Ilustrasi
Pertumbuhan ekonomi Indonesia minimal harus tumbuh 8 persen per tahun
(SPNEWS) Jakarta, Direktur Riset Center of Reform on Economics (CORE) Indonesia Piter Abdullah Redjalam menyebut Indonesia saat ini berada di puncak bonus demografi. Situasi itu harus dimanfaatkan oleh bangsa ini semaksimal mungkin agar kehadiran generasi produktif dan milenial itu menjadi kekuatan besar bagi bangsa.
Syaratnya, kata Piter Abdullah, Indonesia harus tumbuh rata-rata 8 persen setiap tahun. Sebab, jika pertumbuhan ekonomi Indonesia tidak bisa tumbuh dengan sedemikian tinggi, maka tidak bisa disebut bonus demografi, melainkan bencana demografi.
“Masyarakat kita didominasi oleh kelompok muda. Angkatannya masih milenial. Masih kuliah dan baru lulus. Kalau ekonomi kita tidak mampu tumbuh 8 persen setiap tahun maka setiap tahun akan menumpuk permasalahan. Penganggur baru menumpuk. Persoalan ini harus diselesaikan”, terang Piter dalam Webinar UU Cipta Kerja, (15/12/2020).
Apalagi menurut data yang dimilikinya angkatan kerja Indonesia terus bertambah sebanyak 3 juta per tahun. Dengan pertumbuhan ekonomi sekitar 5 persen, hanya bisa menyerap sekitar 1.250.000 angkatan kerja baru. Sebab, dari setiap 1 persen ekonomi hanya bisa menyerap pertumbuhan 250.000 angkatan kerja baru. Artinya ada 1.750.000 masyarakat Indonesia yang baru lulus kuliah dan lulus SMK tidak terserap.

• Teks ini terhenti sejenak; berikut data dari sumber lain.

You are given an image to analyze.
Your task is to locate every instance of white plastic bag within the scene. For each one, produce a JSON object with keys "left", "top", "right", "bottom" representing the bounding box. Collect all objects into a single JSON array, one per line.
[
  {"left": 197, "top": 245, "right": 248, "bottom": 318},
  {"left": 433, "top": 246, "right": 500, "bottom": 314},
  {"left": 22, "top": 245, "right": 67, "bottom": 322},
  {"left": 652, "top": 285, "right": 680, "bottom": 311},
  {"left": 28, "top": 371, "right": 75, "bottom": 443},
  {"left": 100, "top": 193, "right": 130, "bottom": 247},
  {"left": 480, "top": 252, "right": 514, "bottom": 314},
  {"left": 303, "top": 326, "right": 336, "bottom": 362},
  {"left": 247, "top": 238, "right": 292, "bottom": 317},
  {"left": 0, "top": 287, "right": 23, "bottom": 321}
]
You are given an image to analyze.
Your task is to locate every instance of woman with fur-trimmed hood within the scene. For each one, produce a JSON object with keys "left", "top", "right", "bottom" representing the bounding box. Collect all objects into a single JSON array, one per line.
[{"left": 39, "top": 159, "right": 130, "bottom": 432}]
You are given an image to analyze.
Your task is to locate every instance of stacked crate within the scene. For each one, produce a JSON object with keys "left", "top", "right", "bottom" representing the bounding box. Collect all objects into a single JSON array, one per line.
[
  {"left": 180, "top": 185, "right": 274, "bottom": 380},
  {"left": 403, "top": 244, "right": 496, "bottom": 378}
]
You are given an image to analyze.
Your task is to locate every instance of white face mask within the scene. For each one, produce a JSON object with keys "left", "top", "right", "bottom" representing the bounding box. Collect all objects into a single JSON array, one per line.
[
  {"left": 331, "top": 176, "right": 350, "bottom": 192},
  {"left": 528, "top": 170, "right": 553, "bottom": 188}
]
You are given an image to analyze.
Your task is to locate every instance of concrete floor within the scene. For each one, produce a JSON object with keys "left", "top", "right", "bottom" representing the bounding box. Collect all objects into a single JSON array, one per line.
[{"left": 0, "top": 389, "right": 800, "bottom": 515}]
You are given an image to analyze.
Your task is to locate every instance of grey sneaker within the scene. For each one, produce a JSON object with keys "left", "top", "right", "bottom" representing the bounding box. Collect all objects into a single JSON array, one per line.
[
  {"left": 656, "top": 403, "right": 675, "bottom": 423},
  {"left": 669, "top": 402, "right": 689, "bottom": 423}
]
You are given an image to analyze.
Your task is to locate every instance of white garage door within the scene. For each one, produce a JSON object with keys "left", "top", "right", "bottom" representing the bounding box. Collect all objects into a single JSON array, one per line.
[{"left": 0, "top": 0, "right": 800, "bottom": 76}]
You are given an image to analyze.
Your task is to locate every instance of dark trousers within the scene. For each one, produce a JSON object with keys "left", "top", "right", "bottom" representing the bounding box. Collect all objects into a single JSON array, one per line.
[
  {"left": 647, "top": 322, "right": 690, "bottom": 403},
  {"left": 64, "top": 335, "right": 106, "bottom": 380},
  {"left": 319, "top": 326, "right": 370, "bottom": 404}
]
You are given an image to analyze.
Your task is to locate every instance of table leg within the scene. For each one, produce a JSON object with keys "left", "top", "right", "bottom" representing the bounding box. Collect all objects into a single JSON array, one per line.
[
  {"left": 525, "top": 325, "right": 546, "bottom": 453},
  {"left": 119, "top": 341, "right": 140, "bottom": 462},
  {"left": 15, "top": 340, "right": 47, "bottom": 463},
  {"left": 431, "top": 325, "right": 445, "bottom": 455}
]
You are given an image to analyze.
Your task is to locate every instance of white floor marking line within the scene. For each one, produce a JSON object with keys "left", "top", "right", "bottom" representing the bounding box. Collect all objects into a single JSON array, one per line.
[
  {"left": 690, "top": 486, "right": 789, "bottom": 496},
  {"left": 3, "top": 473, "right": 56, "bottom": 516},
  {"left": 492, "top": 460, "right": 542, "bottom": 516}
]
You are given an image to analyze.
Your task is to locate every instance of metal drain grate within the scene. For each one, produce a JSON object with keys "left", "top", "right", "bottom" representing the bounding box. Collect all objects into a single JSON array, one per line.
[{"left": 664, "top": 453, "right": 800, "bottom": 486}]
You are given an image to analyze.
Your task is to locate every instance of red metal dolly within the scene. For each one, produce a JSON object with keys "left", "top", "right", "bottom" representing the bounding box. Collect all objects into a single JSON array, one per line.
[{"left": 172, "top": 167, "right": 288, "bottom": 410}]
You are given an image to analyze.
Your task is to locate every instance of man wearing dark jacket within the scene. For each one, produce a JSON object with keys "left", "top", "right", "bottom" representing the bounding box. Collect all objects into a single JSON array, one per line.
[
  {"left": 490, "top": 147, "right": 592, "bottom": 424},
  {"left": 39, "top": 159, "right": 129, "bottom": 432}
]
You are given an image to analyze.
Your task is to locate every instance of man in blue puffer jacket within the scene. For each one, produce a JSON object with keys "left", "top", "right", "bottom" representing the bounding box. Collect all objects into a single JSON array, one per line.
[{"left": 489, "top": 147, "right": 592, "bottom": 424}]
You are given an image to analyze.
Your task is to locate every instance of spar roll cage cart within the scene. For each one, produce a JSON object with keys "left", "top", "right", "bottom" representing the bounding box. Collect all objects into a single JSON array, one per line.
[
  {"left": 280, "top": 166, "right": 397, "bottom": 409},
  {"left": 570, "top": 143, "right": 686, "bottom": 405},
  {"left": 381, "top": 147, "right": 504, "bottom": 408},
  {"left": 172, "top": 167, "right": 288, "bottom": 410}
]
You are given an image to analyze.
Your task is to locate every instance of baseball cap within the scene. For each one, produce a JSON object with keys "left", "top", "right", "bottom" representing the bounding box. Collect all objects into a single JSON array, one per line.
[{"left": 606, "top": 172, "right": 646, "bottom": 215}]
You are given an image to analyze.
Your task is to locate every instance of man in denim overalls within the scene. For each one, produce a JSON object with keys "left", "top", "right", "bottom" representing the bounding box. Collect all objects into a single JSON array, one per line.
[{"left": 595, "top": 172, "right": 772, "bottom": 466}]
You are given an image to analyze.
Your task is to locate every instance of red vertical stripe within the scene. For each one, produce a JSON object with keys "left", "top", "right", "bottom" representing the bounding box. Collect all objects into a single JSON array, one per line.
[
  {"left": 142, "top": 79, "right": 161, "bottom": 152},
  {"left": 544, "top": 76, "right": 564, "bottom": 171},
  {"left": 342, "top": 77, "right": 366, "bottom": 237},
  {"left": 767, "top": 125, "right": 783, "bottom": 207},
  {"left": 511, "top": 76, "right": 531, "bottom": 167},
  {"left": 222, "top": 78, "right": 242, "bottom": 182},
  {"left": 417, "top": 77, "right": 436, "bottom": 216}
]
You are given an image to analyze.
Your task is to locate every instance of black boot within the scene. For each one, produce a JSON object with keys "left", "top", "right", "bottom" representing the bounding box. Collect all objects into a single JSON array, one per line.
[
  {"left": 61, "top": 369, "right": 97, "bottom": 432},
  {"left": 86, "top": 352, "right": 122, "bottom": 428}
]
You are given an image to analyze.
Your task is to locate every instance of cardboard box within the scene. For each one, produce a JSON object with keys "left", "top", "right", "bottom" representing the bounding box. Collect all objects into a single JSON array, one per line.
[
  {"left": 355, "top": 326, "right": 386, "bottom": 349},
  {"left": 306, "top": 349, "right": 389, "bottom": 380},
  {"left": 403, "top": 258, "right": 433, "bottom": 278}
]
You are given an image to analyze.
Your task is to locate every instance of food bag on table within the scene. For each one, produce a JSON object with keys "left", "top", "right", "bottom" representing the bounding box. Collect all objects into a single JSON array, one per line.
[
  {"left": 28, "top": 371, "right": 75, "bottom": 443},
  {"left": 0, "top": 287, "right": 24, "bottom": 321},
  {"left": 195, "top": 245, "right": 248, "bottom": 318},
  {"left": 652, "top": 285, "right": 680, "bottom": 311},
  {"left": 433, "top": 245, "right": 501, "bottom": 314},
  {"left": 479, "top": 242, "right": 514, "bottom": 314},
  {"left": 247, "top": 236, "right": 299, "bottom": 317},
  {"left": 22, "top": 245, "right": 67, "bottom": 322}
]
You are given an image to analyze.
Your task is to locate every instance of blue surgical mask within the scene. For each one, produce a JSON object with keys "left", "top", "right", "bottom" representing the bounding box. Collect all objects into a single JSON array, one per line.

Di sisi lain, kata Piter, Indonesia untuk bisa tumbuh rata-rata 6 persen atau 6,8 persen setiap tahun, Indonesia membutuhkan investasi yang sangat besar. Sementara, angka investasi yang masuk saat ini tidak cukup untuk mendongkrak mencapai tingkatan yang diharapkan. Baru rata-rata 6 sampai 7 persen per tahun.
Untuk keluar dari jebakan negara berpendapatan negara menengah, Indonesia harus tumbuh rata-rata 6,8 persen selama 10 tahun ke depan. Sementara dalam 10 tahun terakhir pertumbuhan ekonomi Indonesia tidak pernah bisa sampai pada 6 persen.
Ekonom dari Universitas Indonesia itu menyoroti, pemicu investasi di Indonesia tumbuh lambat. Menurut dia, ada banyak masalah. Di antaranya perizinan usaha atau investasi, pembebasan lahan, ketenagakerjaan, isu lingkungan, koordinasi pusat-daerah, inkonsistensi pejabat pemerintah, dan banyak hal lainnya.